Insurance is a practice in which you pay a certain amount of money to a company, and in return you or your beneficiaries receive compensation for a loss, such death or loss of a limb. Life insurance is indemnity that pays money to beneficiaries, either on the death of the insured person or after a time limit.
Term Life Insurance
Term life is one of two basic types of life insurance. It provides coverage for a certain period, such as 10 to 20 years, or to a specific age. Term life policies don’t build cash value. So, unless a covered event occurs during the policy period, your policy has no value. These policies provide death benefits only for a certain time. Premiums are fixed, and you can renew or convert this coverage to other policy types.
Permanent Life Insurance
Permanent life insurance policies provide coverage for your lifetime, as long as you continue paying the premiums. These policies provide death benefits and cash savings.

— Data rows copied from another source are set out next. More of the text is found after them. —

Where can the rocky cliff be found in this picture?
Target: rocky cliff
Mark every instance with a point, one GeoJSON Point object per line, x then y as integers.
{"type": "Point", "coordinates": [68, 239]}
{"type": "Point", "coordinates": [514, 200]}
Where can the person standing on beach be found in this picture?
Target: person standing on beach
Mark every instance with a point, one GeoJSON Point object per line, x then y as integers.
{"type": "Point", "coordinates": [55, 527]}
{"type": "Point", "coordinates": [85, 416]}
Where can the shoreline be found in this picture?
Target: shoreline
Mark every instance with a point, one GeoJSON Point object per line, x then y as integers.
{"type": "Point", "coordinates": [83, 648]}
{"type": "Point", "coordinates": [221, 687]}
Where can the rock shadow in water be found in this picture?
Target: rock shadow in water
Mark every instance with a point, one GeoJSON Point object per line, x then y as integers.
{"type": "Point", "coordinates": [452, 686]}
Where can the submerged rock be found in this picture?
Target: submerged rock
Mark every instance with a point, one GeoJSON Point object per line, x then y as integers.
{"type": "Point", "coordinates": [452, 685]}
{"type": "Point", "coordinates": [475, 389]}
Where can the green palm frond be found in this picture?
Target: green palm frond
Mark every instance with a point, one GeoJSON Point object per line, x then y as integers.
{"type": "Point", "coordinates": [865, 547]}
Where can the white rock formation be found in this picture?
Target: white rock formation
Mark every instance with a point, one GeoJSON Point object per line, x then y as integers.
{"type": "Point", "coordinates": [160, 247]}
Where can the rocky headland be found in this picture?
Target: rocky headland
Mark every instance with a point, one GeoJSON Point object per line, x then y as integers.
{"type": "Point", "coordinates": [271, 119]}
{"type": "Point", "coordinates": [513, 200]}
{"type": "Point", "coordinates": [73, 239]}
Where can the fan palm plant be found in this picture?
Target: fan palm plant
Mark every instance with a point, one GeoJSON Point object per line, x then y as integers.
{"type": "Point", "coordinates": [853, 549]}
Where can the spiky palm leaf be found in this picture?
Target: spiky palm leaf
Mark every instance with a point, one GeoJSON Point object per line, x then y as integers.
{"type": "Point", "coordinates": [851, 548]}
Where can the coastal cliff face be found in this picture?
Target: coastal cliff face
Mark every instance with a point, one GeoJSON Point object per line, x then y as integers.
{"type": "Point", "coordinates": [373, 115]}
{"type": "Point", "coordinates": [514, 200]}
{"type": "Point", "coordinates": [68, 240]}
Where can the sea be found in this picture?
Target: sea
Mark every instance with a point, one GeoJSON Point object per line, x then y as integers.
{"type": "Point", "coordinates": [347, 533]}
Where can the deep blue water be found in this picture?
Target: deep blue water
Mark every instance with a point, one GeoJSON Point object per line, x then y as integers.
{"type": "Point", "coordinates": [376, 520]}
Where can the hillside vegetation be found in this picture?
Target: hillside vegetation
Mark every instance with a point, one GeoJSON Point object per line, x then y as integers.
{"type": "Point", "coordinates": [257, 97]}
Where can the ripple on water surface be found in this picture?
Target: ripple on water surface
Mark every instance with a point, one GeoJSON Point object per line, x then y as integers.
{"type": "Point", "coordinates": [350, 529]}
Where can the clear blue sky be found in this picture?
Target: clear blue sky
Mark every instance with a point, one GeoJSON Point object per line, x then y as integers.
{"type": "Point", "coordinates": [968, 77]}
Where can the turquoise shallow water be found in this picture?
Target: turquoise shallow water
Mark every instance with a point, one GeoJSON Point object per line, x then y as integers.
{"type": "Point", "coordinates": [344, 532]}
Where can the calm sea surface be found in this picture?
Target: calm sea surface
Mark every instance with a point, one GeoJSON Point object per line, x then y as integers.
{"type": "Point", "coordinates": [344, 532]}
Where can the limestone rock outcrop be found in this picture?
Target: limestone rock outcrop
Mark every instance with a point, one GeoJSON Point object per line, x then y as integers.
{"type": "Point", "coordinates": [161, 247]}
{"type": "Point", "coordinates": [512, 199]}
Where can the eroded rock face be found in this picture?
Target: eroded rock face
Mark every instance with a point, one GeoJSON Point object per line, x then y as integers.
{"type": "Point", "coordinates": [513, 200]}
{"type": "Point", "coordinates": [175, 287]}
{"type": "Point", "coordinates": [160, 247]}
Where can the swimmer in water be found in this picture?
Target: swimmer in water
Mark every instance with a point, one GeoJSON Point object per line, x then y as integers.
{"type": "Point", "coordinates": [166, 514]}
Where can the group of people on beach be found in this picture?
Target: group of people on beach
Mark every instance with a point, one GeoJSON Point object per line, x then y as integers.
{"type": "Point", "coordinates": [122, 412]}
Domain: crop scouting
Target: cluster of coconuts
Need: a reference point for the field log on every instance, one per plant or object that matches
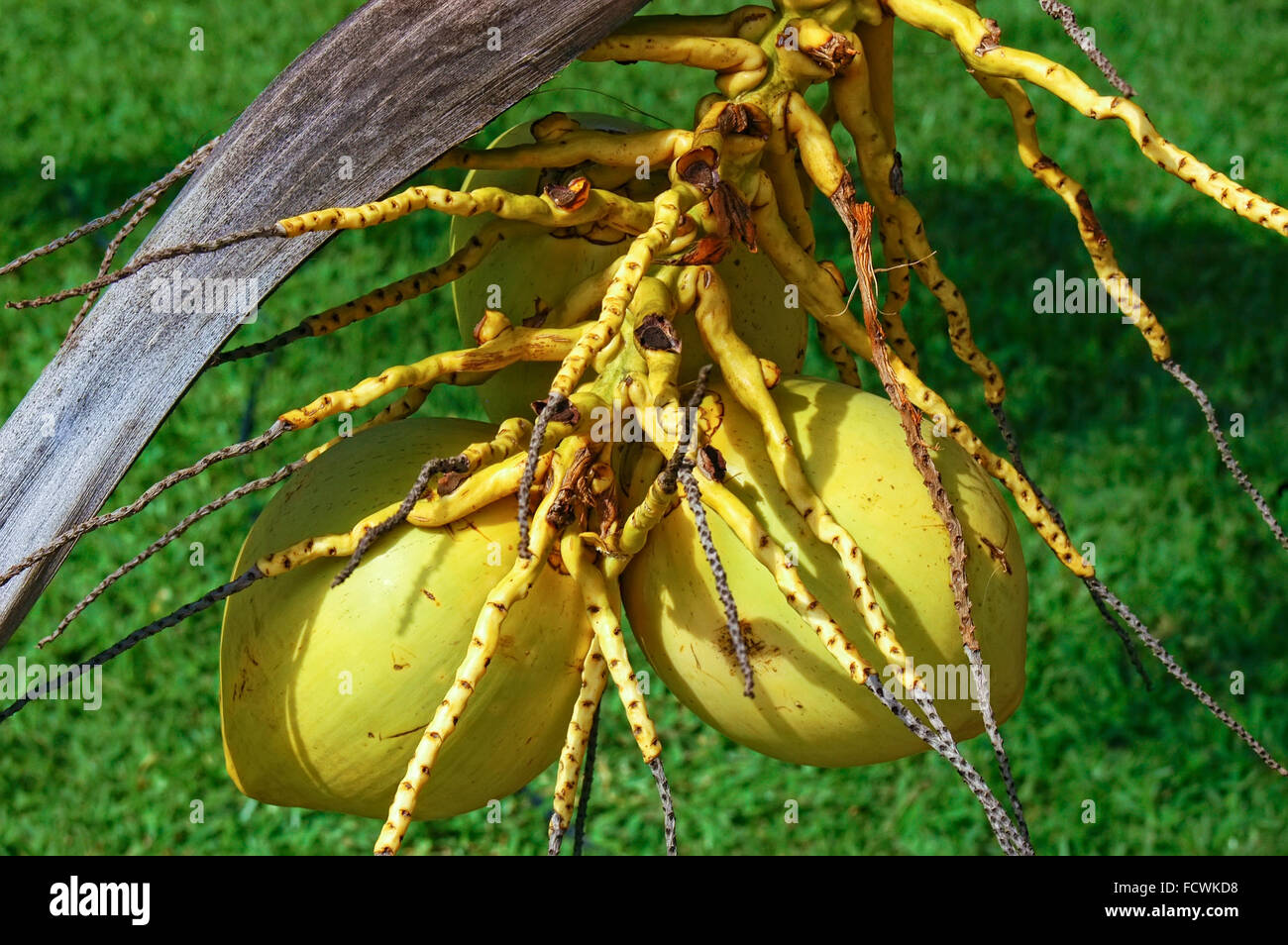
(325, 691)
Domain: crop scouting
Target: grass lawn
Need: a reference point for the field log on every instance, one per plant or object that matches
(1124, 451)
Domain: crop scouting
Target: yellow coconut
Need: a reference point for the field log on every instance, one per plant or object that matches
(806, 709)
(532, 271)
(325, 691)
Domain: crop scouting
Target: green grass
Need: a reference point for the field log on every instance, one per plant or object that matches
(117, 97)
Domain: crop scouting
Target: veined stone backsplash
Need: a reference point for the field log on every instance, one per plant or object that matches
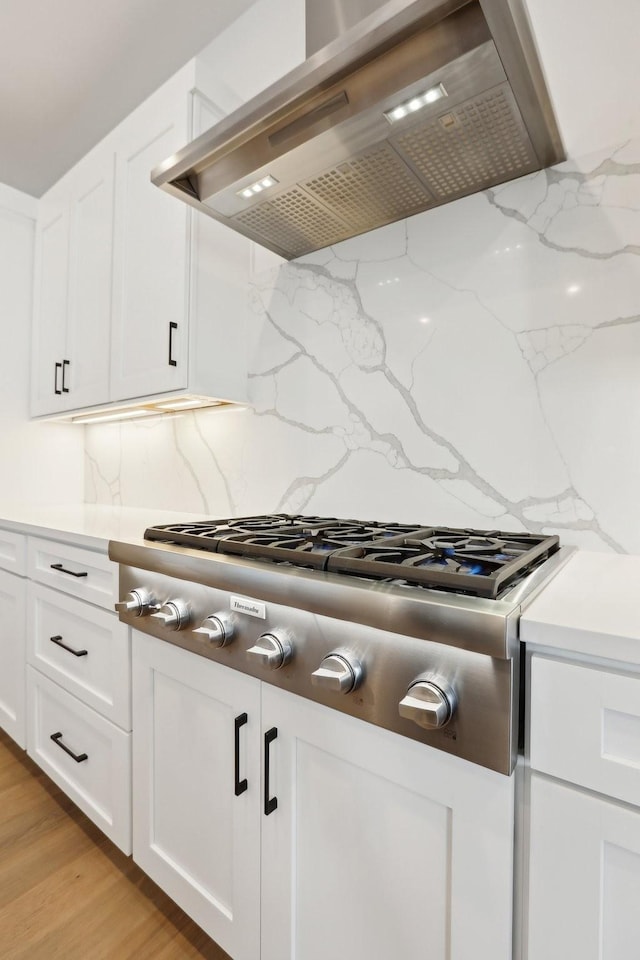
(475, 365)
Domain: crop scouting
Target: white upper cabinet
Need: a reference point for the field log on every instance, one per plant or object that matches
(137, 296)
(50, 302)
(73, 289)
(151, 256)
(86, 370)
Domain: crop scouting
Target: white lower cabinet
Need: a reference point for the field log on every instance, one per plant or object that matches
(87, 756)
(348, 841)
(583, 853)
(12, 656)
(78, 681)
(191, 833)
(584, 876)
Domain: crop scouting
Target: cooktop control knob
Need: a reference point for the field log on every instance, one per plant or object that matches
(139, 602)
(218, 629)
(174, 614)
(338, 672)
(429, 703)
(273, 649)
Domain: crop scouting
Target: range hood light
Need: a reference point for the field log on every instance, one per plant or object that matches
(346, 134)
(116, 415)
(416, 103)
(257, 187)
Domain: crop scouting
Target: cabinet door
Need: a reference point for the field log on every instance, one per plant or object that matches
(86, 370)
(50, 303)
(379, 847)
(12, 656)
(150, 335)
(584, 880)
(195, 832)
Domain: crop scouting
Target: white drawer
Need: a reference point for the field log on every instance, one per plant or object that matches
(99, 781)
(585, 726)
(84, 649)
(13, 552)
(85, 574)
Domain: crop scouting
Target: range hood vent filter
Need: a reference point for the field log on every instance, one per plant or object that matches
(340, 168)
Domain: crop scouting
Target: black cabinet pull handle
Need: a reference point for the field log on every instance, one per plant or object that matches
(78, 757)
(172, 326)
(72, 573)
(240, 785)
(58, 641)
(270, 803)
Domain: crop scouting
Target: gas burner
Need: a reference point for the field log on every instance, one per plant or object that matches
(478, 562)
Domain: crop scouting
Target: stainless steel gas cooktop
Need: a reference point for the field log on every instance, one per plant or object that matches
(410, 627)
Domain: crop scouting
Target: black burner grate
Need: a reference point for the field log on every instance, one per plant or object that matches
(478, 562)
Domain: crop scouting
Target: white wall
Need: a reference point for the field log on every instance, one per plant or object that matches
(589, 52)
(41, 463)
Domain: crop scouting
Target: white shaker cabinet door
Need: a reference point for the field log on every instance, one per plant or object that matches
(12, 656)
(151, 256)
(584, 876)
(50, 303)
(196, 813)
(376, 847)
(86, 359)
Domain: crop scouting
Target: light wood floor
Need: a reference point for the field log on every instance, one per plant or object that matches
(66, 893)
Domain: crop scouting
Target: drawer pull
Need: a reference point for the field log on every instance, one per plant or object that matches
(78, 757)
(72, 573)
(270, 803)
(77, 653)
(240, 785)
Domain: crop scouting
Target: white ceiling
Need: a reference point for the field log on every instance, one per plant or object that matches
(70, 70)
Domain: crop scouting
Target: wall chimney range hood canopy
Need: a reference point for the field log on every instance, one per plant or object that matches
(417, 104)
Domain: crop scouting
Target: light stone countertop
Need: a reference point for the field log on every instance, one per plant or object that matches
(591, 607)
(87, 525)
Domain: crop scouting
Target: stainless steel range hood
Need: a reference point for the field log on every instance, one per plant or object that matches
(318, 157)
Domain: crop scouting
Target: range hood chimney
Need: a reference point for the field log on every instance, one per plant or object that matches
(400, 106)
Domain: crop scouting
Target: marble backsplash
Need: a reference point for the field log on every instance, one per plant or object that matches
(475, 365)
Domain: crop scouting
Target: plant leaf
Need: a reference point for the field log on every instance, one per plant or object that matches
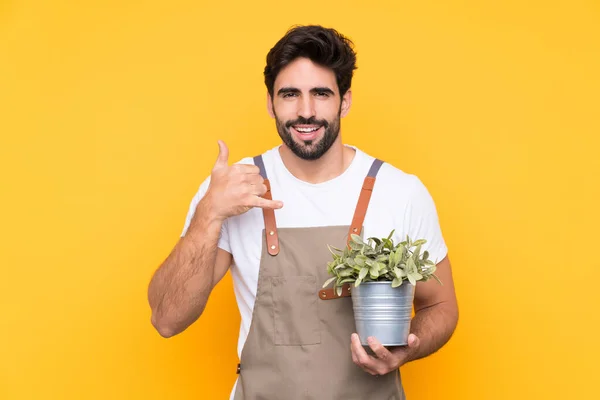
(363, 273)
(412, 279)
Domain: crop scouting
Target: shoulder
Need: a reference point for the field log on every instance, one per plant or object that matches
(393, 180)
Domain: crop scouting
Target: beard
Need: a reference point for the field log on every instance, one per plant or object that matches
(310, 149)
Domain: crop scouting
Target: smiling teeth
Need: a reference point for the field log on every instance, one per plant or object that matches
(306, 130)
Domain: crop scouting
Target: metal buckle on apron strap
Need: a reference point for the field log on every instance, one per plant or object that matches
(329, 294)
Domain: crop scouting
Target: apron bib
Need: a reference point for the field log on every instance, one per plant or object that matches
(298, 346)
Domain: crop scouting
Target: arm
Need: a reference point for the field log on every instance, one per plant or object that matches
(179, 289)
(436, 312)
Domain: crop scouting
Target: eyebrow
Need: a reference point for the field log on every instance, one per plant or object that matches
(285, 90)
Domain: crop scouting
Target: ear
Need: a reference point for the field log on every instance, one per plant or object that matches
(270, 105)
(346, 103)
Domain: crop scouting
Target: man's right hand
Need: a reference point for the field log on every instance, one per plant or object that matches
(236, 189)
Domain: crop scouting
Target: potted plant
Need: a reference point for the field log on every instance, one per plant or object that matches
(384, 276)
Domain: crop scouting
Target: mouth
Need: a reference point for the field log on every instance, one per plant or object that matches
(307, 132)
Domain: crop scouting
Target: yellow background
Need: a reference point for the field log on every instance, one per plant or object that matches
(109, 116)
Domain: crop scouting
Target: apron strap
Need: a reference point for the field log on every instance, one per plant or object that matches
(363, 200)
(357, 220)
(357, 224)
(269, 214)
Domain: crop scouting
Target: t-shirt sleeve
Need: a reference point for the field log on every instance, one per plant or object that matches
(423, 222)
(224, 238)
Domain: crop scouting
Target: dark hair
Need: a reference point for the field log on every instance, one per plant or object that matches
(323, 46)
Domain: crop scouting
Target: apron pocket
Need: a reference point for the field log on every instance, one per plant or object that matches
(295, 311)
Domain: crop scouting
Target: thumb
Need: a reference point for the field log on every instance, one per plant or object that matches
(223, 158)
(413, 341)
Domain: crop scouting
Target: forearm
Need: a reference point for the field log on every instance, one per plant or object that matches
(180, 288)
(433, 326)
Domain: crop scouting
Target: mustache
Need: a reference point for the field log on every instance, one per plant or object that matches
(305, 121)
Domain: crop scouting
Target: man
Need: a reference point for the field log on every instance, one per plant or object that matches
(271, 218)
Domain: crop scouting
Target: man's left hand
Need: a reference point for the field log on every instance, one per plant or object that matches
(385, 360)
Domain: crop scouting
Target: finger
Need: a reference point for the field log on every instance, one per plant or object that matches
(223, 157)
(356, 361)
(246, 169)
(382, 353)
(363, 360)
(413, 341)
(264, 203)
(258, 190)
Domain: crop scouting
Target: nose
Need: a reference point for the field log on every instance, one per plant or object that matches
(306, 107)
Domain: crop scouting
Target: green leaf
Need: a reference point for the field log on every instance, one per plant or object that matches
(374, 273)
(412, 279)
(399, 273)
(357, 239)
(329, 281)
(388, 243)
(347, 272)
(360, 260)
(363, 273)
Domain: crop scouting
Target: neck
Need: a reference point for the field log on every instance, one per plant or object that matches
(332, 164)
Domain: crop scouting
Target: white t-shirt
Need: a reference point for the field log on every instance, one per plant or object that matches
(399, 201)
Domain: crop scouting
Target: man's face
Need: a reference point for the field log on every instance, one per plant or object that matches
(307, 108)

The initial premium is often higher than other coverage types. Investment of some of the policy’s premiums later on provides cash value, which you can use anyway you like.
Universal Life Insurance
A universal life policy is flexible in terms of premiums. You can pay a minimum premium amount up front that covers only the policy, but this premium increases with time. Or, you can pay extra money that is used to increase the cash value on the policy. Later, you can use this money as you see fit. For example, you might pay for a dependent’s education or save it for when you retire.
Whole Life Insurance
Whole life insurance is one of the most common types of insurance policies. With this coverage, premium payments remain the same throughout the years. A percentage of the premium is invested for you, and the investment generates cash. This cash value is higher regardless of market conditions and grows over time. You can also access this money any time in your life.
Variable Life Insurance
Variable life insurance includes an option of investment for your growing needs. This type of policy is invested in other accounts, which are subject to market fluctuations with a potential for growth. You’ll make your own investment decisions and monitor your options — instead of the company doing it for you. So, you have control over your money and how it’s invested. People often use these policies to secure their families’ futures.